LAGOS — The Central Bank of Nigeria (CBN) has officially targeted a milestone of $1 billion in monthly diaspora remittances by the end of 2026, a move aimed at establishing a more stable and “organic” source of foreign exchange for Africa’s largest economy.

The ambitious goal, disclosed by CBN Governor Olayemi Cardoso during recent monetary policy briefings, comes as part of a multi-pronged reform agenda to reduce the nation’s reliance on volatile oil revenues and stabilize the naira. Current data suggests the push is gaining traction; as of March 2026, monthly inflows through official channels have surged to an average of $600 million, tripling the figures recorded at the start of 2024.

Closing the gap

To bridge the remaining $400 million monthly deficit to its goal, the apex bank this week tightened oversight on International Money Transfer Operators (IMTOs). A new directive  effective March 24, 2026, mandates all global operators—including Western Union and MoneyGram—to route transactions through designated naira settlement accounts in local deposit money banks.

This policy is designed to improve transparency and ensure that the “last mile” of remittance delivery happens within the formal banking system. Market analysts credit these tightening measures for a marginal appreciation in the naira, which closed at N1,383.88/$ on Thursday, despite broader external pressures from global energy shocks.

Beyond Oil: building “organic” reserves

Governor Cardoso emphasized that the growth in Nigeria’s external reserves—which hit a peak of $49 billion in early February—must be driven by sustainable inflows rather than external borrowing.
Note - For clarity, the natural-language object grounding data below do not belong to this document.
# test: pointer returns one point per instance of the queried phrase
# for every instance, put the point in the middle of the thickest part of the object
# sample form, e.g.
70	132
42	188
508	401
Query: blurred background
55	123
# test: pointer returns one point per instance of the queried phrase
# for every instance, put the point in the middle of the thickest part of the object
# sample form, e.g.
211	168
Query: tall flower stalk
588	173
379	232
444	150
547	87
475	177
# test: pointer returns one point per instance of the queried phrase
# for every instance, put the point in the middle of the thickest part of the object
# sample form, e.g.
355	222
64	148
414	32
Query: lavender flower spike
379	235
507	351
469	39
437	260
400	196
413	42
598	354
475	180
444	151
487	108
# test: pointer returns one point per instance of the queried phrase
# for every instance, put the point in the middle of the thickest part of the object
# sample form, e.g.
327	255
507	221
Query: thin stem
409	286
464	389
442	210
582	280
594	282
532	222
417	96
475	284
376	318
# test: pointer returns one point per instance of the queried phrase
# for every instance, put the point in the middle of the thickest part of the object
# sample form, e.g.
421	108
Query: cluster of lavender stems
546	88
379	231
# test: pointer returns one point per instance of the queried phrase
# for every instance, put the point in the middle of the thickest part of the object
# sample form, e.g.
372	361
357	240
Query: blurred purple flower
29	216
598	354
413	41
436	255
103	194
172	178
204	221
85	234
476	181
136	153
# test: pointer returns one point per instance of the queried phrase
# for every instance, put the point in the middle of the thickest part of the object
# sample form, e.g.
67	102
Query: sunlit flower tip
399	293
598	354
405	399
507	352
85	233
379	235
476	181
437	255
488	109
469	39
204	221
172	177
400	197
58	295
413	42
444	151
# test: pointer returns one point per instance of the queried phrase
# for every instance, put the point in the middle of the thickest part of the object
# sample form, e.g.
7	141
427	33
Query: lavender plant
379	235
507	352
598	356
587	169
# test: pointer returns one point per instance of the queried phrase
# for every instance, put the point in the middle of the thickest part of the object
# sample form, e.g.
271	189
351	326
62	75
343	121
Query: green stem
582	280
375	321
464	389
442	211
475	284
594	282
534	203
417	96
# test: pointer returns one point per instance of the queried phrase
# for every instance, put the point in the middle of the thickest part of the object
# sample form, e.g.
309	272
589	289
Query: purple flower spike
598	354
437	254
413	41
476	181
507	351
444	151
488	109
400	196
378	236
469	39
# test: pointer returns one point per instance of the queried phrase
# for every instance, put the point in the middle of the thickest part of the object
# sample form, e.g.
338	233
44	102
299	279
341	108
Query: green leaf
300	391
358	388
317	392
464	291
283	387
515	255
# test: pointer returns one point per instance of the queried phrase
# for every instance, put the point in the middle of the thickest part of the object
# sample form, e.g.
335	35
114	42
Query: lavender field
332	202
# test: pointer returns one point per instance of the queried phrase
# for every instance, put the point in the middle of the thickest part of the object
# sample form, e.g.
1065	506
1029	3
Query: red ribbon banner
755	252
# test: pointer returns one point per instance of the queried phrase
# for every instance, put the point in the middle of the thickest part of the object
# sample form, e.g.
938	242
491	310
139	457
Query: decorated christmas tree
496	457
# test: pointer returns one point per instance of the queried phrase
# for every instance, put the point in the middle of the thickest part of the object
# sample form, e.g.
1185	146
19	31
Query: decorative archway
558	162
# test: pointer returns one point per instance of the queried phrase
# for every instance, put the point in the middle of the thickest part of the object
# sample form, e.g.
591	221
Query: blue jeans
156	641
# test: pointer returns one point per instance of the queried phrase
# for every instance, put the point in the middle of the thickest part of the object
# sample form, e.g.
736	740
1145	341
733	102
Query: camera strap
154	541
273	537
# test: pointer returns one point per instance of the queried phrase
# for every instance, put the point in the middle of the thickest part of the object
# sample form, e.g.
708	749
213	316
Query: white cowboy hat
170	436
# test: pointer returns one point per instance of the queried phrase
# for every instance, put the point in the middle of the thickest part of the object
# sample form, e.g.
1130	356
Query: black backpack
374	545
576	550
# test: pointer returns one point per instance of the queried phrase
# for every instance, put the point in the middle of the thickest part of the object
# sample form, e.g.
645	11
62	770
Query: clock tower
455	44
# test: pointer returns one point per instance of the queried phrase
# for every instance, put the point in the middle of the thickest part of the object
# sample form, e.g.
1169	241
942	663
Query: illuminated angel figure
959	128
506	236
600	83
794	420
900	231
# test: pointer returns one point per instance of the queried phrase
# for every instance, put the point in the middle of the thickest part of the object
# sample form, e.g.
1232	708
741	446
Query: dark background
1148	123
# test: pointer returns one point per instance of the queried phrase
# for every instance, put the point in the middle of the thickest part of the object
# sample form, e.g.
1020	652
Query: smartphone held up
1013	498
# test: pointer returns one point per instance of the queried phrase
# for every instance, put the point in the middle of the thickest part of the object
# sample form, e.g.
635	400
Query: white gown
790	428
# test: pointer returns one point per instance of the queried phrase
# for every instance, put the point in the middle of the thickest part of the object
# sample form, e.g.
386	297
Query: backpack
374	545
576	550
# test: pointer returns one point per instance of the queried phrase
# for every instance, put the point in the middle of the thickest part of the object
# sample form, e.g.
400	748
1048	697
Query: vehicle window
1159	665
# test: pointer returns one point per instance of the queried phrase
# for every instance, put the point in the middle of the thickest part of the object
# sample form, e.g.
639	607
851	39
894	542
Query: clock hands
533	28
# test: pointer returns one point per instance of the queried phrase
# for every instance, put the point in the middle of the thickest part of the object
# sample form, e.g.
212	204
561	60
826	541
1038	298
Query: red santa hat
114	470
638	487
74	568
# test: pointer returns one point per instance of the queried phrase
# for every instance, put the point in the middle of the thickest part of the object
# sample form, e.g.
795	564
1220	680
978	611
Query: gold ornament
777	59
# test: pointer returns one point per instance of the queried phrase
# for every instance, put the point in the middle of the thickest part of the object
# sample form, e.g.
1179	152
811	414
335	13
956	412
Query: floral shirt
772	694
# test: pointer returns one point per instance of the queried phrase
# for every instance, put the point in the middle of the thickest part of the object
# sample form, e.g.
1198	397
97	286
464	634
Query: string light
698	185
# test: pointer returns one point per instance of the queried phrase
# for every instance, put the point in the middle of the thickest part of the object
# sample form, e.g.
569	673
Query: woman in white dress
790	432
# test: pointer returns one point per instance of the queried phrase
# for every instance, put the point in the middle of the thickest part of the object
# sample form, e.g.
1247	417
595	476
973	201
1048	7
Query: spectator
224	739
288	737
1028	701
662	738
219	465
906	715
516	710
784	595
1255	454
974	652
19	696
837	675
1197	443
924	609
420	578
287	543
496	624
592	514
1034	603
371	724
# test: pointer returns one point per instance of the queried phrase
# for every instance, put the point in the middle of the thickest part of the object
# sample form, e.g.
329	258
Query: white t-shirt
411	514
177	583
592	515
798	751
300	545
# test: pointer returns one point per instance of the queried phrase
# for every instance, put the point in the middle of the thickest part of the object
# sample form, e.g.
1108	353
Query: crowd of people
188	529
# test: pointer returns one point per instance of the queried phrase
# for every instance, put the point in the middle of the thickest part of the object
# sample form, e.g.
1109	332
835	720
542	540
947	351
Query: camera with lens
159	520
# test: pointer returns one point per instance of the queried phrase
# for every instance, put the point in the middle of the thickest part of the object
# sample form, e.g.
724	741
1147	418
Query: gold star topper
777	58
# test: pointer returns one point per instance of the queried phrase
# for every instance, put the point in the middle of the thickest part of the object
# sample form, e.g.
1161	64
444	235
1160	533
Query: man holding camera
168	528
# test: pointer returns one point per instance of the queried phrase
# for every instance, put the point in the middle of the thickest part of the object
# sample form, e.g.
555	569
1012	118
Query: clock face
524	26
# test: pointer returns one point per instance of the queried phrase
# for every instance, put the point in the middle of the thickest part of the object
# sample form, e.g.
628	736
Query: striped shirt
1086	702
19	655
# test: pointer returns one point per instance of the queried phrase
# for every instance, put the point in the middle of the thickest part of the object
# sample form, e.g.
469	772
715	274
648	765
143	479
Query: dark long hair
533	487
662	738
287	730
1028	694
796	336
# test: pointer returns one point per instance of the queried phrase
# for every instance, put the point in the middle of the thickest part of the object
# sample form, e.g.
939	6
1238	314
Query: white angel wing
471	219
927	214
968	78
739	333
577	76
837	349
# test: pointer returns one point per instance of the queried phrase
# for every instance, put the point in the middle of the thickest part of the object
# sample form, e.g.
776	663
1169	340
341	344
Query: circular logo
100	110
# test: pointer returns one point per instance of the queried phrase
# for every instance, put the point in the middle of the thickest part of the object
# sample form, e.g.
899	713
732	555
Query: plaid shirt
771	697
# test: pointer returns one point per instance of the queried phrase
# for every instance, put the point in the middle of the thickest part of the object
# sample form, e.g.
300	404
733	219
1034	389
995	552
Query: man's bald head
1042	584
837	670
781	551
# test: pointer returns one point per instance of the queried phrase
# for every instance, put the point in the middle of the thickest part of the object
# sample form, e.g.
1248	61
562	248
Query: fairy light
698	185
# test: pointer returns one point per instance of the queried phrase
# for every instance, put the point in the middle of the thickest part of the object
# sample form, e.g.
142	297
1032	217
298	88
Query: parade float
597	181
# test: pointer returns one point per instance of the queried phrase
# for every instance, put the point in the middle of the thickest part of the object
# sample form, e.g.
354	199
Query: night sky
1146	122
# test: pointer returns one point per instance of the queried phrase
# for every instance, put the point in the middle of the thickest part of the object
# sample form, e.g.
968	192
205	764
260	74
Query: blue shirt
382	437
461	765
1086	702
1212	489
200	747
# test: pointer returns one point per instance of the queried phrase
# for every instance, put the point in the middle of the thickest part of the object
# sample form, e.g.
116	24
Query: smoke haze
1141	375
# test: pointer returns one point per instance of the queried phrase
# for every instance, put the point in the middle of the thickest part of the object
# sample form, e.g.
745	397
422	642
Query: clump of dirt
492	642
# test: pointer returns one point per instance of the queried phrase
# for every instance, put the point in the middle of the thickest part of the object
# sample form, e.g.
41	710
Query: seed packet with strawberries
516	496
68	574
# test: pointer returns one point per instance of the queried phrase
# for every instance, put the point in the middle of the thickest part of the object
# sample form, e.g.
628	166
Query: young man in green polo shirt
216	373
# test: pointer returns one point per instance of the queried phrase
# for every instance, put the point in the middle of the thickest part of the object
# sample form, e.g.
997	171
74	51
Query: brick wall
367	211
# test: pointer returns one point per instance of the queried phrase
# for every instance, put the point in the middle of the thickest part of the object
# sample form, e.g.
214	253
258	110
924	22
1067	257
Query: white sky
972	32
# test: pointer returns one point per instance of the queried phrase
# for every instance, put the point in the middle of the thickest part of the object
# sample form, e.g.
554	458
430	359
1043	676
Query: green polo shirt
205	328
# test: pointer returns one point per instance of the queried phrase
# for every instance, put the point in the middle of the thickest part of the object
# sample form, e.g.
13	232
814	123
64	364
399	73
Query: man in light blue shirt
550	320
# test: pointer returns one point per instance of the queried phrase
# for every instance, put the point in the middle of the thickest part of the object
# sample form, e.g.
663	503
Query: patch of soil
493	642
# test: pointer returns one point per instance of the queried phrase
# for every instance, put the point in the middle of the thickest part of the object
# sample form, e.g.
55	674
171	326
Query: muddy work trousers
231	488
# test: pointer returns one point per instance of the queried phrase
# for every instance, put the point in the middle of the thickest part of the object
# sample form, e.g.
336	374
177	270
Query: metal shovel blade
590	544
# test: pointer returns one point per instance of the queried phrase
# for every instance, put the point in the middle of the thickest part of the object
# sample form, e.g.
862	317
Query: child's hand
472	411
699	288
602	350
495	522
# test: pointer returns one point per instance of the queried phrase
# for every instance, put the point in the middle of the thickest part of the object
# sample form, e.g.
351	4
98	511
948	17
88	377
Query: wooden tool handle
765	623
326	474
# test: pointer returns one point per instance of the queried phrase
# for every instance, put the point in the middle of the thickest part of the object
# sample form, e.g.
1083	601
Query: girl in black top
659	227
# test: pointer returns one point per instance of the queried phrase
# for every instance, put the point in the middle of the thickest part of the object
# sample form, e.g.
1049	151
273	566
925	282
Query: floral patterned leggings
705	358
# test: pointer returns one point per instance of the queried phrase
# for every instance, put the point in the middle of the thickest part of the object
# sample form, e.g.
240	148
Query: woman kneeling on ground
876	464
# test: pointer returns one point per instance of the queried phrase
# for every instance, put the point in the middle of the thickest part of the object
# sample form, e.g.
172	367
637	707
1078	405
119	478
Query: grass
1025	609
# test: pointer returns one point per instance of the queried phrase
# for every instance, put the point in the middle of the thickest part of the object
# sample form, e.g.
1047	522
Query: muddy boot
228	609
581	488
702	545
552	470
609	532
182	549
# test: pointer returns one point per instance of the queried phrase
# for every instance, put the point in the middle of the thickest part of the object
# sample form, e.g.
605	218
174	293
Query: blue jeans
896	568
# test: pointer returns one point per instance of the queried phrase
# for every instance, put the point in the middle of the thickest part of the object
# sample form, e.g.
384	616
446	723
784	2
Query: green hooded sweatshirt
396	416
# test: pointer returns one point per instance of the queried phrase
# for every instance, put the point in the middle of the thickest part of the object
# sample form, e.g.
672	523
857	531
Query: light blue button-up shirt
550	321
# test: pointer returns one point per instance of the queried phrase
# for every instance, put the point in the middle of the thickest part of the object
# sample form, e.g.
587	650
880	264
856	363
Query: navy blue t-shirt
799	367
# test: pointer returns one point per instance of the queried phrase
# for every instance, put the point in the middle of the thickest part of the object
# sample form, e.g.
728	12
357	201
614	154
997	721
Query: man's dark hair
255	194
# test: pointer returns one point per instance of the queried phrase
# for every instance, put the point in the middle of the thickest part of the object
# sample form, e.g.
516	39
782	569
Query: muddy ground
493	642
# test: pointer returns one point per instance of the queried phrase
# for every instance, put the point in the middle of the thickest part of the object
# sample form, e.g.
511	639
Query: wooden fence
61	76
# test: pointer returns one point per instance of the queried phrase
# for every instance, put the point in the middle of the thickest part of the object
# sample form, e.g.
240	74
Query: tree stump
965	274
“Our FX reserves are being rebuilt organically through improved market functioning and robust capital inflows,” Cardoso stated. He noted that the successful rollout of the Non-Resident BVN (NRBVN) has been a critical catalyst, allowing Nigerians abroad to participate in the local financial system without the previous bottlenecks of physical biometric registration.

Economic tailwinds and risks

The drive for $1 billion in monthly remittances coincides with a cooling inflationary environment. Headline inflation dropped to 15.06% in February 2026, down from nearly 35% in late 2024, providing a more stable backdrop for diaspora investment.

However, structural challenges remain. While remittances in 2025 reached a five-year high of $23 billion, recent balance of payments data showed a slight narrowing of the current account surplus. Furthermore, heightened geopolitical tensions in the tensions in the Middle East have spurred capital flight, causing reserves to dip slightly below the $50 billion mark in the third week of March.

Looking ahead

The CBN’s “Roadmap for 2026–2030” views these remittances as a “social guarantor” for the economy. By shifting the bulk of diaspora flows from informal “black market” channels to the official window, the bank hopes to maintain a parallel market premium of under 2% and provide consistent liquidity for the manufacturing and real estate sectors.